How is factor analysis different from multiple regression and discriminant analysis?

How is factor analysis different from multiple regression and discriminant analysis?

The main difference between these two techniques is that regression analysis deals with a continuous dependent variable, while discriminant analysis must have a discrete dependent variable. The classification (factor) variable in the MANOVA becomes the dependent variable in discriminant analysis.

Is Factor analysis a regression?

Factor Analysis is conducted to rule out the redundant variables, and to combine the homogenous variables together thereby reducing the number of variables to be considered for further analysis such as Regression or structural equation modelling.

What does exploratory factor analysis tell you?

Exploratory factor analysis (EFA) is generally used to discover the factor structure of a measure and to examine its internal reliability. EFA is often recommended when researchers have no hypotheses about the nature of the underlying factor structure of their measure.

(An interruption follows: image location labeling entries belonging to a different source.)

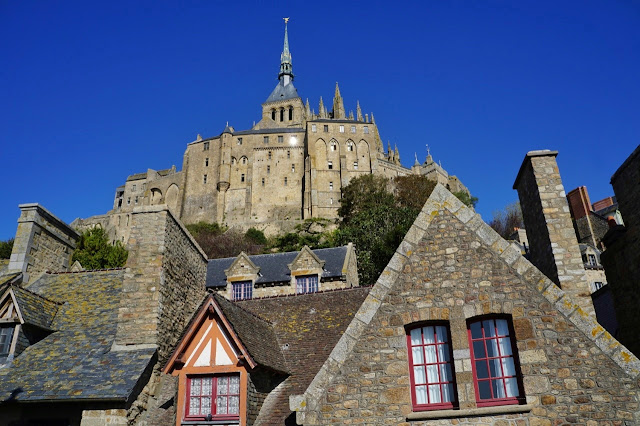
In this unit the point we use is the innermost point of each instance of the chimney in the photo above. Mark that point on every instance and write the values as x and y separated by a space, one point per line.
552 239
42 243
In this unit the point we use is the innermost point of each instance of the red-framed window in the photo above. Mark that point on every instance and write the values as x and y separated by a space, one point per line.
433 384
307 284
242 290
496 375
216 397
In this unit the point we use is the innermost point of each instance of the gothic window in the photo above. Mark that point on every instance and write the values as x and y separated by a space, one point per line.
215 397
306 284
494 362
431 367
242 290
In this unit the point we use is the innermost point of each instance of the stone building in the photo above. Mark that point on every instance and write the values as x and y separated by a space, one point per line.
621 258
277 274
291 165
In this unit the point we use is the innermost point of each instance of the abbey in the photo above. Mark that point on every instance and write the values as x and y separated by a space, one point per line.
289 166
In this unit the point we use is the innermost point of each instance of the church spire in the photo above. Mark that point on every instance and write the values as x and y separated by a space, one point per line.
286 72
338 105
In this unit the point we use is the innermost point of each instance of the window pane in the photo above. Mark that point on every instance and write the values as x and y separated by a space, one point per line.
234 405
430 353
481 370
447 393
421 394
443 353
445 373
484 389
418 375
417 355
478 349
505 346
512 387
492 347
476 330
489 329
503 328
432 373
434 394
428 335
221 405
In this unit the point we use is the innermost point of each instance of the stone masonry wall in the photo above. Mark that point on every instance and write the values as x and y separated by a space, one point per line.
42 243
451 275
552 240
621 259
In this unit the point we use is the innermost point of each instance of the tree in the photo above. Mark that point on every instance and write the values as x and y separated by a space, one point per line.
95 252
505 221
5 248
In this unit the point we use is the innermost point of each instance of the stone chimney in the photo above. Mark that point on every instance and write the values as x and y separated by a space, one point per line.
164 282
42 243
552 239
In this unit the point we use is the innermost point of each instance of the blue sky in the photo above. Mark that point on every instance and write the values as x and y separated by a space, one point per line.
91 92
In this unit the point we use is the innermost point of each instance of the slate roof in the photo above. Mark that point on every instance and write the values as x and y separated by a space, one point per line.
256 334
76 363
282 92
307 327
273 267
35 309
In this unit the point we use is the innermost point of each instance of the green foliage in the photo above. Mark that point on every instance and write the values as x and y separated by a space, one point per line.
466 198
311 232
204 228
95 252
5 248
376 220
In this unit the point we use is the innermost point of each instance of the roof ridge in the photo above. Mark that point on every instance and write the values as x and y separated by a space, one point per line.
86 270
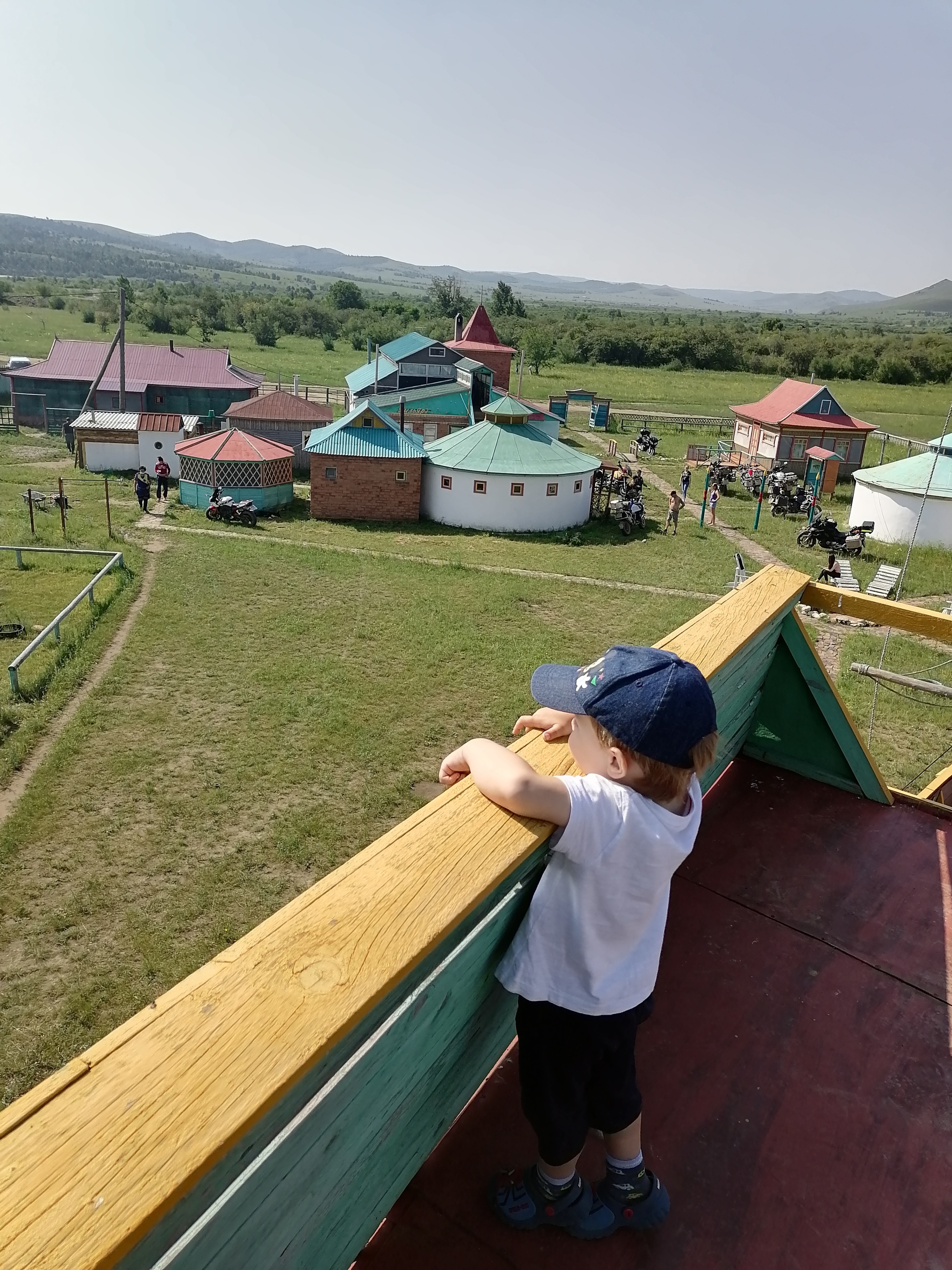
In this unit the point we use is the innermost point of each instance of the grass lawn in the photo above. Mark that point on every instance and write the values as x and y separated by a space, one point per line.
268 717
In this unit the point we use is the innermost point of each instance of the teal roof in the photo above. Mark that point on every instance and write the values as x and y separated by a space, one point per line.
347 440
911 475
515 449
364 376
445 398
407 346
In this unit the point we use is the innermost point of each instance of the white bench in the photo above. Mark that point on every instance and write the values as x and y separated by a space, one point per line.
884 582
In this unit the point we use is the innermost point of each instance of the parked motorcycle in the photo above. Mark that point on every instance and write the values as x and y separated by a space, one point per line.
647 441
826 534
223 507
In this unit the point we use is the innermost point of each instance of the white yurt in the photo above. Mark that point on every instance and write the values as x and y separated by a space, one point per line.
892 497
507 474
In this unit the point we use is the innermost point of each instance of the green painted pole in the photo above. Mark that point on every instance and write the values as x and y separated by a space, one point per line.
760 502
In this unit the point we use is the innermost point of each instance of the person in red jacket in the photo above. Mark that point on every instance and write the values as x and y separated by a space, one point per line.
162 479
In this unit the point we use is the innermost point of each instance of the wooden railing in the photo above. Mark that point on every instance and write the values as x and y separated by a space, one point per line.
270 1109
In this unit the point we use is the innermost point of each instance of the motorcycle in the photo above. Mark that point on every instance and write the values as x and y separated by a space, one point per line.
223 507
826 534
647 441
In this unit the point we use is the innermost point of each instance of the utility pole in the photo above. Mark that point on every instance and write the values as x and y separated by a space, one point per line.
122 350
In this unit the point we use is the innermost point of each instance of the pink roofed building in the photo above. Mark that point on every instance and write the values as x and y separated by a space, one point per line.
479 341
781 427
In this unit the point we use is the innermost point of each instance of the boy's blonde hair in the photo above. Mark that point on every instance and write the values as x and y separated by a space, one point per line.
661 781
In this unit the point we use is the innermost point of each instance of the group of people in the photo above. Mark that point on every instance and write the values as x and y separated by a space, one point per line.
144 483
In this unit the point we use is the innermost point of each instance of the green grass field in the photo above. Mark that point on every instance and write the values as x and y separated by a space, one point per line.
903 409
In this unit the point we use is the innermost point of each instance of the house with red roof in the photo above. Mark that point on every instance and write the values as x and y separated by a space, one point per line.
479 342
159 379
795 417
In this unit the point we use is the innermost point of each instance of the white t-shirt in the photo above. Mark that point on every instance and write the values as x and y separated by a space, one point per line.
592 938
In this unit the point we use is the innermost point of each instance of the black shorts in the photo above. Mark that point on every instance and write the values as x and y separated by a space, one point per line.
577 1072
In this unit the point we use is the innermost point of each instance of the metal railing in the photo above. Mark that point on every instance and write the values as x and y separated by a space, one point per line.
54 628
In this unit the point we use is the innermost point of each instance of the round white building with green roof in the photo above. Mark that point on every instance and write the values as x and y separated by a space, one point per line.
506 474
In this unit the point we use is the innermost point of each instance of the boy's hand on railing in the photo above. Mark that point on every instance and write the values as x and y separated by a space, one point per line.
454 767
551 723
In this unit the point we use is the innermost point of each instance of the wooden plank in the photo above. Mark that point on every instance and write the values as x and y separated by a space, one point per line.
884 612
718 633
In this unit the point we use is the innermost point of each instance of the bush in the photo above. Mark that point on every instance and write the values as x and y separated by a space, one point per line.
264 331
346 295
894 370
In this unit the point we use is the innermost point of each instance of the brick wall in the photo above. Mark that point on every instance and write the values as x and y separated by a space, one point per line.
366 489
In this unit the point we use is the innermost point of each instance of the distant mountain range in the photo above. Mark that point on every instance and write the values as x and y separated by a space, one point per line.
40 248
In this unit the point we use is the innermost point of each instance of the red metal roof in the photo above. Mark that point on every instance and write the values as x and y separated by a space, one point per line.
480 336
149 422
234 445
277 407
145 365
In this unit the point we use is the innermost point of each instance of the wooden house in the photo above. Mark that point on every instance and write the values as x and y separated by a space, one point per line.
781 427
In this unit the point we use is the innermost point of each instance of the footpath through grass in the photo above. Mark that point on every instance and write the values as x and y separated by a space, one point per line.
268 717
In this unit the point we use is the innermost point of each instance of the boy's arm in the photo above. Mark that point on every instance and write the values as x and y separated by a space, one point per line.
508 780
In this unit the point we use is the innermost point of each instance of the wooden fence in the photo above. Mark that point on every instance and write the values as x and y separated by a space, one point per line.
271 1108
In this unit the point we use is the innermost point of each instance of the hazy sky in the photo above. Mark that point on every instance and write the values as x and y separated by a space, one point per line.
757 144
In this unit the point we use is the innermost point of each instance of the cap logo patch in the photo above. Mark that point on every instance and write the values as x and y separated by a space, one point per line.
591 676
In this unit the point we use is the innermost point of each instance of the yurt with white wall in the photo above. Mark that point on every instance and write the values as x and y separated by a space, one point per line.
507 474
892 497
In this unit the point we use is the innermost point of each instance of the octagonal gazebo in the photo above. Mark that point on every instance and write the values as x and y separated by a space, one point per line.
244 466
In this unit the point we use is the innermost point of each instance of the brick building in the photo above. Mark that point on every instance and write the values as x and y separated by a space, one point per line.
364 468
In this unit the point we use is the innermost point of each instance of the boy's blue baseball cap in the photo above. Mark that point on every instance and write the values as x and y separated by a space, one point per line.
648 699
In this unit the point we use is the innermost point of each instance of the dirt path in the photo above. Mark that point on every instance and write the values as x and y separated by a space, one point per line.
11 797
436 562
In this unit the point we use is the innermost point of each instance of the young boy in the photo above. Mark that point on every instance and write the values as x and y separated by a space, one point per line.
640 725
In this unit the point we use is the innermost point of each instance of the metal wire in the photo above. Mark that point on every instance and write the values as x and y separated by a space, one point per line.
906 565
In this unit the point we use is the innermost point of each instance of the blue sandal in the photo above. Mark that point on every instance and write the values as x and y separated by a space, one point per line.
610 1213
517 1198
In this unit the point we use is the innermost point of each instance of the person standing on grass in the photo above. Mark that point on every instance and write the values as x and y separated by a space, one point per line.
641 725
832 572
144 488
674 506
162 479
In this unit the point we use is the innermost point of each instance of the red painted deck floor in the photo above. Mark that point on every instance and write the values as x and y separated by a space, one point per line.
796 1072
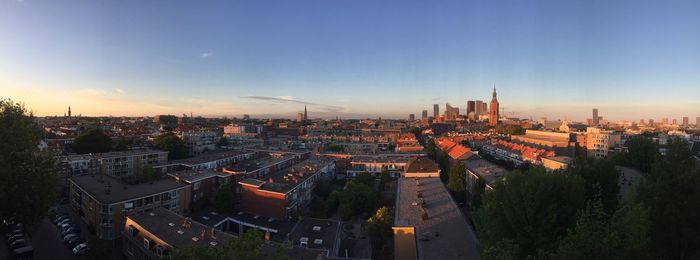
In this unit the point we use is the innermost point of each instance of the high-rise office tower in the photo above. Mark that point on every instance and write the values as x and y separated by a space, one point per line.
596 120
479 108
493 112
471 106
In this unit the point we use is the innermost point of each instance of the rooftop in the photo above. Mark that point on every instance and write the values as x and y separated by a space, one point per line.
191 176
119 191
168 226
128 153
255 164
444 223
285 180
486 170
421 165
209 157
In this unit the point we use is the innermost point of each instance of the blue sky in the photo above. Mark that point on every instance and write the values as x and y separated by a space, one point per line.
631 59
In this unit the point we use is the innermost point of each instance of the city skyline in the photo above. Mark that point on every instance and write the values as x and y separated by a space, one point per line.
352 60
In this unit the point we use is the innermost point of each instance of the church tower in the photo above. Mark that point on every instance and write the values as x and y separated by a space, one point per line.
305 115
493 109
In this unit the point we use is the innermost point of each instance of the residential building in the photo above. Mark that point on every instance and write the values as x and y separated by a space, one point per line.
493 112
104 202
128 163
203 182
286 193
158 233
427 222
198 142
482 169
556 162
421 167
600 142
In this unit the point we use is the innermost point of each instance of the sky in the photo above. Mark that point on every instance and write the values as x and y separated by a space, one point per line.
351 58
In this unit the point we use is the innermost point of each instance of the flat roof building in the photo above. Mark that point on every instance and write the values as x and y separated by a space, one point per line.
103 201
427 223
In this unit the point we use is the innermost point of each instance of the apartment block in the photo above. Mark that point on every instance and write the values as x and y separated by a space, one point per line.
286 193
104 202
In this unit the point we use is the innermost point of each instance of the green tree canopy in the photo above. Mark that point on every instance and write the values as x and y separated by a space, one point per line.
625 235
28 179
672 193
171 143
602 181
92 140
532 210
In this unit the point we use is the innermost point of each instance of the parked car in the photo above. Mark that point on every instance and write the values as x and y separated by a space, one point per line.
64 221
17 244
60 218
15 238
81 249
71 229
75 241
23 253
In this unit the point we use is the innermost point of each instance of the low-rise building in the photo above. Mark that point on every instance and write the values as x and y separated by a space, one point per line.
286 193
556 162
129 163
427 222
104 202
421 167
158 233
484 170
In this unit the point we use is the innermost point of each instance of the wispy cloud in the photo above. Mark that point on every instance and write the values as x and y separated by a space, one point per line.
290 99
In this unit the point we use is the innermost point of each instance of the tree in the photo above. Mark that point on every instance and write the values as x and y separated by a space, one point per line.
384 178
625 235
92 140
430 149
365 178
532 210
223 198
477 193
248 246
28 179
378 229
171 143
601 180
223 141
457 182
641 153
672 194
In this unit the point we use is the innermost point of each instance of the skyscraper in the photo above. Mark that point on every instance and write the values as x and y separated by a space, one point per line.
596 120
493 112
306 116
471 106
479 108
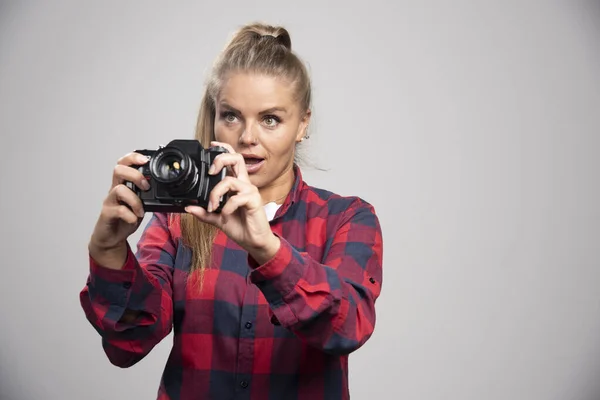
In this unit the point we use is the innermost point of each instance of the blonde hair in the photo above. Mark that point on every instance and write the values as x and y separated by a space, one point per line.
254 48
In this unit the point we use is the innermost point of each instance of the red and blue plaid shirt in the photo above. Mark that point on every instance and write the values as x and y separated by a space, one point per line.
282 330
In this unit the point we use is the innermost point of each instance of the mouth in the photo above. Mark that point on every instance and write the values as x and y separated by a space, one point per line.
253 163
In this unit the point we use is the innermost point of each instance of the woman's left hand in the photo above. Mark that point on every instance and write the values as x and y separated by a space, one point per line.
243 218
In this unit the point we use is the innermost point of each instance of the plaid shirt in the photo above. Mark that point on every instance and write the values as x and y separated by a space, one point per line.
281 330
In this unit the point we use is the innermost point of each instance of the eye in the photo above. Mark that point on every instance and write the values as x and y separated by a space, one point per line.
228 116
271 121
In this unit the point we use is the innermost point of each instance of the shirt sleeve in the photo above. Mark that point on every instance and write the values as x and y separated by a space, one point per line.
142 288
330 305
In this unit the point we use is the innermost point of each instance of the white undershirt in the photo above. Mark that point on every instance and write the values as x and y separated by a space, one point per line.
271 208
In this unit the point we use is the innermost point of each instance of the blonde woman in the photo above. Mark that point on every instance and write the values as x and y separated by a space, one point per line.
266 298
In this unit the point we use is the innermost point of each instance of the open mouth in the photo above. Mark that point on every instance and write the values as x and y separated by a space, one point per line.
252 160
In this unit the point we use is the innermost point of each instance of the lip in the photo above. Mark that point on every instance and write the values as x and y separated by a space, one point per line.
253 168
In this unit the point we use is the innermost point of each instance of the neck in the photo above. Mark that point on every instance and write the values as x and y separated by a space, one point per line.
278 190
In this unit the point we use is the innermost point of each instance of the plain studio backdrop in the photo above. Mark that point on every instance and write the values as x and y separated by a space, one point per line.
474 129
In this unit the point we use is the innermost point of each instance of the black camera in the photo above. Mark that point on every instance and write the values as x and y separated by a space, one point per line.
178 177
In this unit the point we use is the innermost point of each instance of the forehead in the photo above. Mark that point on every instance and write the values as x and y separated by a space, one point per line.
248 92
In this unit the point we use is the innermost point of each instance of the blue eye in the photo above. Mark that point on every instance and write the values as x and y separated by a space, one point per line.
271 121
228 116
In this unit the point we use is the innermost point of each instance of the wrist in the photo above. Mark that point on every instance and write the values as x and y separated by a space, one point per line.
265 253
112 257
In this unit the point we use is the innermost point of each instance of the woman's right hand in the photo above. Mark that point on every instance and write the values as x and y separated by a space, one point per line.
121 214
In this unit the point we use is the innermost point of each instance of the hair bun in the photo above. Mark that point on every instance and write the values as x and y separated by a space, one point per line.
266 32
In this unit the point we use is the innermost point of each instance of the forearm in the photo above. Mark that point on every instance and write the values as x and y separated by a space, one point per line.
327 309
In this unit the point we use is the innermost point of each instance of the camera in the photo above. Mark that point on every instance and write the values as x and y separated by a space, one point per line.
178 176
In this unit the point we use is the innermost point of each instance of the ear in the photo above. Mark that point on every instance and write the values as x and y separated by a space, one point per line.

Why do we use multivariate analysis?

The main advantage of multivariate analysis is that since it considers more than one factor of independent variables that influence the variability of dependent variables, the conclusion drawn is more accurate. The conclusions are more realistic and nearer to the real-life situation.

Is Manova multiple regression?

Multivariate analysis ALWAYS describes a situation with multiple dependent variables. So a multivariate regression model is one with multiple Y variables. It may have one or more than one X variables. It is equivalent to a MANOVA: Multivariate Analysis of Variance.

What is the goal of exploratory factor analysis?

In exploratory factor analysis (EFA, the focus of this resource page), each observed variable is potentially a measure of every factor, and the goal is to determine relationships (between observed variables and factors) are strongest.

How to use factor analysis in multiple linear regression?

“Grouping the variables with Factor Analysis and then running the Multiple linear regression on that” 1 Checked for Multicollinearity 2 Run Factor Analysis 3 Naming the Factors 4 Perform Multiple Linear Regression with Y (dependent) and X (independent) variables. More

What are the two types of factor analysis?

There are two main types of factor analysis: exploratory and confirmatory. In exploratory factor analysis (EFA, the focus of this resource page), each observed variable is potentially a measure of every factor, and the goal is to determine relationships (between observed variables and factors) are strongest.

When does multicollinearity occur in a regression model?

Multicollinearity occurs when the independent variables of a regression model are correlated and if the degree of collinearity between the independent variables is high, it becomes difficult to estimate the relationship between each independent variable and the dependent variable and the overall precision of the estimated coefficients.